By Thanksgiving it will be difficult to find anyone who will admit to having voted for the most unfit presidential candidate in any of our lifetimes, but the political battlefield will be strewn with the remains of the gutless Republicans who stood with him at the edge of the cliff and then beyond. If Trump turns out to inflict as much damage to the Republican Party as seems likely – loss of younger voters, suburban women and minorities for a generation perhaps – supporting the guy who took the party into the gutter will be in the first paragraph of many political obituaries.

Ohio Governor John Kasich
Ohio Governor John Kasich

As conservative commentators Michael Gerson (George W. Bush’s speechwriter), George Will, David Brooks and Max Boot – all “Never Trump” critics – have said repeatedly, the GOP has faced in this campaign its modern day McCarthy Moment. What do you do in the face of a deeply troubled, dangerous and profoundly unfit political figure? Most elected officials have buckled in the face of the moral challenge that demanded a repudiation of Trump. Those who have not – John Kasich, Jeb Bush, Mitt Romney, Condoleezza Rice among a few others – will be remembered for putting country before buffoonery.
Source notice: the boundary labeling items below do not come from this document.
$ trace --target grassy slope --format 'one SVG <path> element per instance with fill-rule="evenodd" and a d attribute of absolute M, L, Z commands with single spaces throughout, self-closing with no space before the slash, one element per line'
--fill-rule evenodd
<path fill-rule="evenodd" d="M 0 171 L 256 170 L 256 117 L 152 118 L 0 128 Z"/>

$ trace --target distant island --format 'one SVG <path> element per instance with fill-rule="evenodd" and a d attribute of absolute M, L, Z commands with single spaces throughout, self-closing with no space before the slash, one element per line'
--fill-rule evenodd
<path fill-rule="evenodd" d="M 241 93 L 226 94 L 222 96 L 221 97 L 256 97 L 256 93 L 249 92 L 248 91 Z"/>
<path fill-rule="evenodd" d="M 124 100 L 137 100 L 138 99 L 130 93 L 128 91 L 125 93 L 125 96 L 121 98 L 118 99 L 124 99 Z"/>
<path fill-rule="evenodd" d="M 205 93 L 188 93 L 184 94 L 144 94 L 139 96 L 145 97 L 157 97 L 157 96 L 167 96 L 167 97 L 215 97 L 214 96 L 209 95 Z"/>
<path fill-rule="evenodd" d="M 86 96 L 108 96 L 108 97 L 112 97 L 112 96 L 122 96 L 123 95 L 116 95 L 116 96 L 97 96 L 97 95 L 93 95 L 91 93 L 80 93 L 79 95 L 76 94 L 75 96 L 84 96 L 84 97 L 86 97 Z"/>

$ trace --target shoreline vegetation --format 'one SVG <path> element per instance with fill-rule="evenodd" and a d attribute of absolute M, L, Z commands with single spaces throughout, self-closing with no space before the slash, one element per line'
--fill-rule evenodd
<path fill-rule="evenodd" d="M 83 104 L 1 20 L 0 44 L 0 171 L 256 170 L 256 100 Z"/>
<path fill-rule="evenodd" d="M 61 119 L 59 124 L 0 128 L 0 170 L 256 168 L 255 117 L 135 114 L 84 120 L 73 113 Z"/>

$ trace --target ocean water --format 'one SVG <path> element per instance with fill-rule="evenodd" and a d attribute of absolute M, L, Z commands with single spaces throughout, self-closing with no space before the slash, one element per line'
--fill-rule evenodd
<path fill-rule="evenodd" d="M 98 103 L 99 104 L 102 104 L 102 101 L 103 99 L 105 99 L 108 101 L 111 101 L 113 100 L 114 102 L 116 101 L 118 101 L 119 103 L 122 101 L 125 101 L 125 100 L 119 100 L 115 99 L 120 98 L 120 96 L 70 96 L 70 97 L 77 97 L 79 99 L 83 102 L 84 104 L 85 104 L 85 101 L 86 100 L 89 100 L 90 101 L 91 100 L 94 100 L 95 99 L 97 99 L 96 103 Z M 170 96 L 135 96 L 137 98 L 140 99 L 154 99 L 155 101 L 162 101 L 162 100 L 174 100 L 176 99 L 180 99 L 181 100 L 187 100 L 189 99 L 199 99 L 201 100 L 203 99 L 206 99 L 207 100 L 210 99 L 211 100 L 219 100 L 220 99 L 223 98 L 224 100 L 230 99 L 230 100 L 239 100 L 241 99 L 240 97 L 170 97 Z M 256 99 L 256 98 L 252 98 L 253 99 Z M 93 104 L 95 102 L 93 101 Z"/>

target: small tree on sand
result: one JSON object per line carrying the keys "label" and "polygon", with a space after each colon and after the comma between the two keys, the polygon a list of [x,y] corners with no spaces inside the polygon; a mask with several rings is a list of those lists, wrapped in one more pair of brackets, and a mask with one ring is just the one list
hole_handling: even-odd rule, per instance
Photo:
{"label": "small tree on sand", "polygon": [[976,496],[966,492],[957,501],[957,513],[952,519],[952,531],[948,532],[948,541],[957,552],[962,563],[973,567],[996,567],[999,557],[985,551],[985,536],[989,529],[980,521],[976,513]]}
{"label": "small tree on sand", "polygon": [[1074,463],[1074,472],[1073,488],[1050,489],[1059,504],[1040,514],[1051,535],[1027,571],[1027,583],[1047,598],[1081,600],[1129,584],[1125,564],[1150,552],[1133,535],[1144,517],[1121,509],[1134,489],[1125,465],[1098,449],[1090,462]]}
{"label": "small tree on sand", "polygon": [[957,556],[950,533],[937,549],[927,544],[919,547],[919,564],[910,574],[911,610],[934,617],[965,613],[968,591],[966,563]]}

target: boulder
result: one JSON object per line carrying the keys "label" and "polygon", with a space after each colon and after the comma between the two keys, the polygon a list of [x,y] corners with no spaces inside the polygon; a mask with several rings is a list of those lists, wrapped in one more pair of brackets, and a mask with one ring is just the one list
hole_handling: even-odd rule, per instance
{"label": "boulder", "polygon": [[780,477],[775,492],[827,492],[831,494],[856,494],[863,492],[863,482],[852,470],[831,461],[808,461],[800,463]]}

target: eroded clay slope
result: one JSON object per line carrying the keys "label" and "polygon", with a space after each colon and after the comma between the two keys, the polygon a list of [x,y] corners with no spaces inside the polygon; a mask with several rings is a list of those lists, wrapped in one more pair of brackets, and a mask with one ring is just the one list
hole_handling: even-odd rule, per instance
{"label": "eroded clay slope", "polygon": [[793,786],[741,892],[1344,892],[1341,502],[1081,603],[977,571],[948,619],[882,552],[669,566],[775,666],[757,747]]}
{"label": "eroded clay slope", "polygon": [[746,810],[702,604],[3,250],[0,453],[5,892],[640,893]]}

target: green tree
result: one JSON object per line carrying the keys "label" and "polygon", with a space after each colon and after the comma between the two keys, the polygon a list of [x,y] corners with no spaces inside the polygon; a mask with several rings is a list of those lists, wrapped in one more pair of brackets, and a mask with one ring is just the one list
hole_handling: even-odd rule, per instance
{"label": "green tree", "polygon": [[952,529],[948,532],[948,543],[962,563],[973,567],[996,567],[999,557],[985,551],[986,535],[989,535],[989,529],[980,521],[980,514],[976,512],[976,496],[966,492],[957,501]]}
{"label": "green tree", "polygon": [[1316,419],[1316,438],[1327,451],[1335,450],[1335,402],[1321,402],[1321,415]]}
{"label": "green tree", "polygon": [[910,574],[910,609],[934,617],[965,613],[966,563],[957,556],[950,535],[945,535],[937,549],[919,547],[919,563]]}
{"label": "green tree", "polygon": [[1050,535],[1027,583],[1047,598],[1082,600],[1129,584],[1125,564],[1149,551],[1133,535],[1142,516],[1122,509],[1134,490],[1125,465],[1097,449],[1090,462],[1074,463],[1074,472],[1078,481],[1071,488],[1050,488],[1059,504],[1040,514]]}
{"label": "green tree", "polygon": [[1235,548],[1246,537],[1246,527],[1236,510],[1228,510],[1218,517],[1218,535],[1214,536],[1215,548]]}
Those who pulled a McCain or a Risch will be remembered for their profiles in political cowardice. They will continue to try to dress it up as merely sticking with the party, but the recriminations will take care of that fiction.

“Trump’s descent into ideological psychosis is tainting the reputation of all who were foolish enough to associate with him,” Michael Gerson wrote this week. He took particular note of vice presidential candidate Mike Pence, “one of the chief promoters of Christian morality in politics employing the ethical reasoning of 9-year-olds in the schoolyard. Someday Pence (and others) will look back on their shattered standards and ask: For this cause? For this man?”

Joseph McCarthy’s antics – character assassination, wild exaggeration and lying demagoguery – defined the Republican Party in the early 1950s, but a decent and well-intended man, Dwight Eisenhower, keep the GOP from falling completely under McCarthy’s sway. Barry Goldwater, never on his worst day as totally unfit for office as the current nominee, redirected the GOP rightward in the 1960s and eventually passed the reigns to Ronald Reagan, a president who stood for virtually everything Donald Trump fumes against. That history leaves us to ponder who will emerge from the coming wreckage to re-build a party suffering from “intellectual rot” after having sold its soul to a huckster?

So many who might aspire to that job will have to spend the next many months picking through the Trump wreckage, attempting to salvage their own sense of purpose after caving to a craven opportunist. How much better for these Republicans to have pulled a Margaret Chase Smith, the Maine GOP senator who denounced McCarthy early as an act of conscience, rather than continue to try and explain the inexplicable.

After all how do you explain next month, next year or ever why it was you stood for this cause, for this man?